The Energy Department’s Office of Environmental Management (EM) might have to wait to get the funding boost being considered on Capitol Hill, assuming an anticipated short-term budget measure becomes reality in the next few weeks.
Congress, returning to Washington on Tuesday after its August recess, has only a few weeks to pass some sort of spending measure to avoid a federal government shutdown when fiscal 2018 starts on Oct. 1. Various general national news outlets reported this week that lawmakers will cobble together a three-month placeholder spending bill to keep the lights on and provide some early relief to victims of Hurricane Harvey.
A continuing resolution would likely sustain the current funding level at DOE EM, which oversees cleanup of the department’s nuclear-weapon legacy. That could mean short-term belt tightening and perhaps some scheduling headaches for DOE and federal cleanup contractors.
The Energy Department requested $6.5 billion for fiscal 2018, a roughly 1 percent step up from its current funding level and the largest budget proposal in 10 years. In July, the House of Representatives approved $6.4 billion for the office, including $75 million to clean up facilities transferred from DOE’s semiautonomous National Nuclear Security Administration – the White House wanted $225 million. The Senate is still considering energy spending legislation that would give EM $6.6 billion, with $55 million for cleanup of facilities taken over from the NNSA.
Under a CR scenario, funding would be distributed in monthly increments rather than every three months, which could complicate some contract work. The new cleanup jobs on transferred NNSA plants would also presumably have to wait until a permanent budget is passed.
The funding situation could be even more noticeable at certain DOE cleanup and waste storage sites. For example: The Waste Isolation Pilot Plant in New Mexico, the nation’s sole permanent underground repository for transuranic waste, received $292.7 million in defense environmental cleanup funding for fiscal-year 2017.

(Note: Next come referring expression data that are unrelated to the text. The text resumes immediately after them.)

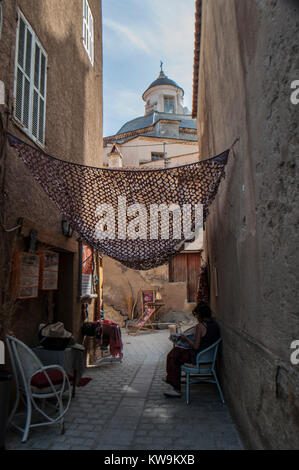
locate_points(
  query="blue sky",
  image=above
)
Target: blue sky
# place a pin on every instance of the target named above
(137, 34)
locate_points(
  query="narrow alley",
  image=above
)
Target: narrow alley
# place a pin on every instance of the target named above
(123, 408)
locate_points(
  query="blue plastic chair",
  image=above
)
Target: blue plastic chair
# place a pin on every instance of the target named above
(205, 366)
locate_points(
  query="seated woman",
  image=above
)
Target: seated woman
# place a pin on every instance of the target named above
(206, 333)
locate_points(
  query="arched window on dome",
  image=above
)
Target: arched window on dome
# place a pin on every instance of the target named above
(169, 104)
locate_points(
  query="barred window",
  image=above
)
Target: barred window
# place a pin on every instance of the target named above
(88, 36)
(30, 82)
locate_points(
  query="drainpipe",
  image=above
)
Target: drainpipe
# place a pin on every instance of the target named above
(5, 379)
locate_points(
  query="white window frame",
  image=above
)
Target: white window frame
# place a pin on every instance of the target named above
(32, 87)
(88, 31)
(168, 98)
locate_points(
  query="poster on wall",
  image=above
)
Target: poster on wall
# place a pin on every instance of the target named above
(86, 270)
(49, 270)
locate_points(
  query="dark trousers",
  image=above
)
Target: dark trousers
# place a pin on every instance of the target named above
(175, 358)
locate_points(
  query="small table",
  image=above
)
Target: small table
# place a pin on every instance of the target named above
(70, 359)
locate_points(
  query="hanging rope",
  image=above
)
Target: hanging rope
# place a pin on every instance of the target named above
(78, 191)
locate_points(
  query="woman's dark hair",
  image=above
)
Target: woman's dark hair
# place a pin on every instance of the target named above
(203, 310)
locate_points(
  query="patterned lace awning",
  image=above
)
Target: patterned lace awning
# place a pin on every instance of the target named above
(78, 191)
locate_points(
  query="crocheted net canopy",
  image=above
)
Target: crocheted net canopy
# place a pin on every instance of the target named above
(77, 190)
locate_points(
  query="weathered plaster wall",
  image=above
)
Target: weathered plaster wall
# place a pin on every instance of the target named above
(73, 133)
(249, 57)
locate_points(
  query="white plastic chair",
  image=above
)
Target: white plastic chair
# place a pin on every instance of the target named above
(26, 365)
(204, 369)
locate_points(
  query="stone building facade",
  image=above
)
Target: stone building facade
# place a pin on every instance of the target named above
(164, 137)
(51, 67)
(248, 61)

The Energy Department asked for $317 million for WIPP in fiscal 2018. The House came through with $323 million, while the Senate Appropriations Committee passed a WIPP budget of roughly $320 million that is now awaiting approval from the full upper chamber. Any continuing resolution would use the $292.7 million figure as its starting point.
The White House request and draft appropriation bills include money to begin construction on a new ventilation system at WIPP in 2018. By the middle of next decade or so, this system would allow workers to tunnel out new waste-disposal space while also performing mine maintenance and routine disposals.
The Richland Operations Office, one of two offices that oversee remediation of the former plutonium production complex at Hanford in Washington state, received $839.8 million in defense environmental cleanup funding for fiscal 2017. The Trump administration request for next year is only $716 million.
The House passed a Richland budget with $837.6 million in defense environmental cleanup funding — some 0.26% less than fiscal 2017 level and almost 17% more than the administration request. Senate Appropriators passed a figure of $826.2 million, or 1.62% less than the fiscal enacted level.